Since the 1970s, modern antibiotics have been in a lull. The World Health Organization has now named the antimicrobial resistance crisis one of the top 10 global public health threats.
When an infection is treated repeatedly, clinicians risk bacteria becoming resistant to antibiotics. But why would the infection return after appropriate antibiotic treatment? One well-documented possibility is that the bacteria become metabolically inert, evading detection by traditional antibiotics that respond only to metabolic activity. When the danger is over, the bacteria come back to life and the infection reappears.
“Resistance builds up over time, and recurrent infections are due to this passivity,” says Jackie Valery, a former MIT-Takeda fellow (with a center at the MIT Abdul Latif Jameel Clinic for Machine Learning in Healthcare), who recently earned his PhD in biological engineering from the Collins Lab. Valerie is the first author of a new article published in this month’s issue of Cell Chemical Biology which demonstrates how machine learning can help screen for compounds that are lethal to latent bacteria.
Tales of the resilience of bacterial “sleepers” are hardly news to the scientific community—ancient bacterial strains dating back 100 million years have been found in recent years alive in an energy-conserving state on the Pacific seafloor.
MIT Jameel Clinic Life Sciences Faculty Chair James J. Collins, the Termeir Professor of Medical Engineering and Science at MIT’s Institute of Medical Engineering and Science and Department of Biological Engineering, recently made headlines for using AI to discover a new class of antibiotics, which is part of the larger mission of group to use AI to dramatically expand the existing antibiotics available.
According to a document published by The lancetin 2019, 1.27 million deaths could have been prevented if infections were susceptible to drugs, and one of the many challenges facing researchers is finding antibiotics that are able to target metabolically inactive bacteria.

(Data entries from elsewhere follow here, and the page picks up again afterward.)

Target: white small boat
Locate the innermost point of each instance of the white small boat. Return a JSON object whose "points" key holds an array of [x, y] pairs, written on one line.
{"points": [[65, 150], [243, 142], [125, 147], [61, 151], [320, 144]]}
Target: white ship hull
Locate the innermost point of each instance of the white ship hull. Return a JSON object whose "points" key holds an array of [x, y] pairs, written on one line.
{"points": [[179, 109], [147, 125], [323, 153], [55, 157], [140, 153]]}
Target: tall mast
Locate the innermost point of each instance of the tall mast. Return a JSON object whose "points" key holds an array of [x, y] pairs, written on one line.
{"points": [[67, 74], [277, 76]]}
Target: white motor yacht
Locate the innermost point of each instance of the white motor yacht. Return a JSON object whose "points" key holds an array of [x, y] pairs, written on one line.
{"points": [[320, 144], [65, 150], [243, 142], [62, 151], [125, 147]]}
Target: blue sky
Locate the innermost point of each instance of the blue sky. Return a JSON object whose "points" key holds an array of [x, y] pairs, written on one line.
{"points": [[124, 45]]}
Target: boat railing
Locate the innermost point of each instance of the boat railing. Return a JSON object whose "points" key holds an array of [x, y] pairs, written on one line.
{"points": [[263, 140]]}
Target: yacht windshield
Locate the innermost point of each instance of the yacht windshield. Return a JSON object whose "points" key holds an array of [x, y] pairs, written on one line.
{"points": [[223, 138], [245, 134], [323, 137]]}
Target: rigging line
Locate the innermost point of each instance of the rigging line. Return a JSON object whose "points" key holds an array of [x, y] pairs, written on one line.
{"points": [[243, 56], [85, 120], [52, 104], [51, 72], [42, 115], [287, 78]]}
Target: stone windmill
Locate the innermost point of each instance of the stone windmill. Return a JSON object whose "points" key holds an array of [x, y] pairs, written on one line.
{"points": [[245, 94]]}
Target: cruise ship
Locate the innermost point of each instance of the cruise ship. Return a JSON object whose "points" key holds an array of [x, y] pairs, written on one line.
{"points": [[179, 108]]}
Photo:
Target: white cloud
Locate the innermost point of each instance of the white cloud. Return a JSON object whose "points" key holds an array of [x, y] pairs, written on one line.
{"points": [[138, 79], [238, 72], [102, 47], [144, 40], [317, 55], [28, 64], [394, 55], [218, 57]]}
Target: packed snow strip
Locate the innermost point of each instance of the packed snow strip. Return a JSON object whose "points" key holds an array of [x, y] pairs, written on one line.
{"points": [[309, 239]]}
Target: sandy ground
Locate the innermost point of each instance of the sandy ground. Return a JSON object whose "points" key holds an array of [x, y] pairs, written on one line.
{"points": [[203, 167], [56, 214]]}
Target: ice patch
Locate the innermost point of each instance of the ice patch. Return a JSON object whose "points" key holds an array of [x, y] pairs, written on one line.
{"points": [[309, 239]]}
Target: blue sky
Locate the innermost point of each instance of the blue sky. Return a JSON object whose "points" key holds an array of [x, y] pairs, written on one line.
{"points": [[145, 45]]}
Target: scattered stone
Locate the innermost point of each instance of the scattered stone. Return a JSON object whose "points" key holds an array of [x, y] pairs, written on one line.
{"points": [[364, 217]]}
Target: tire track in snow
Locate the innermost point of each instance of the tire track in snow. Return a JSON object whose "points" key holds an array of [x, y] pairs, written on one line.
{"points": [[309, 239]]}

In this case, Collins Lab researchers used AI to speed up the process of finding antibiotic properties in known drug compounds. With millions of molecules, the process can take years, but researchers were able to identify a compound called semapimod in a weekend thanks to AI’s ability to perform high-throughput screening.
An anti-inflammatory drug commonly used for Crohn’s disease, the researchers found that semapimod was also effective against stationary phase E. coli and Acinetobacter baumannii.
Another breakthrough was semapimod’s ability to disrupt the membranes of so-called “gram-negative” bacteria, which are known for their high intrinsic resistance to antibiotics due to their thicker, less permeable outer membrane.
Examples of Gram-negative bacteria include E. coli, A. baumannii, Salmonellaand Pseudomonisall of which are challenging to find new antibiotics.
“One of the ways we understood the mechanism of sema [sic] was that its structure was really big and it reminded us of other things that target the outer membrane,” Valerie explains. “When you start working with very small molecules … to our eyes, it’s a pretty unique structure.”
By disrupting a component of the outer membrane, semapimod sensitizes gram-negative bacteria to drugs that are normally active only against gram-positive bacteria.
Valerie recalls a quote from a 2013 post Trends in Biotechnology: “For gram-positive infections we need better drugs, but for gram-negative infections we need all kinds of drugs.”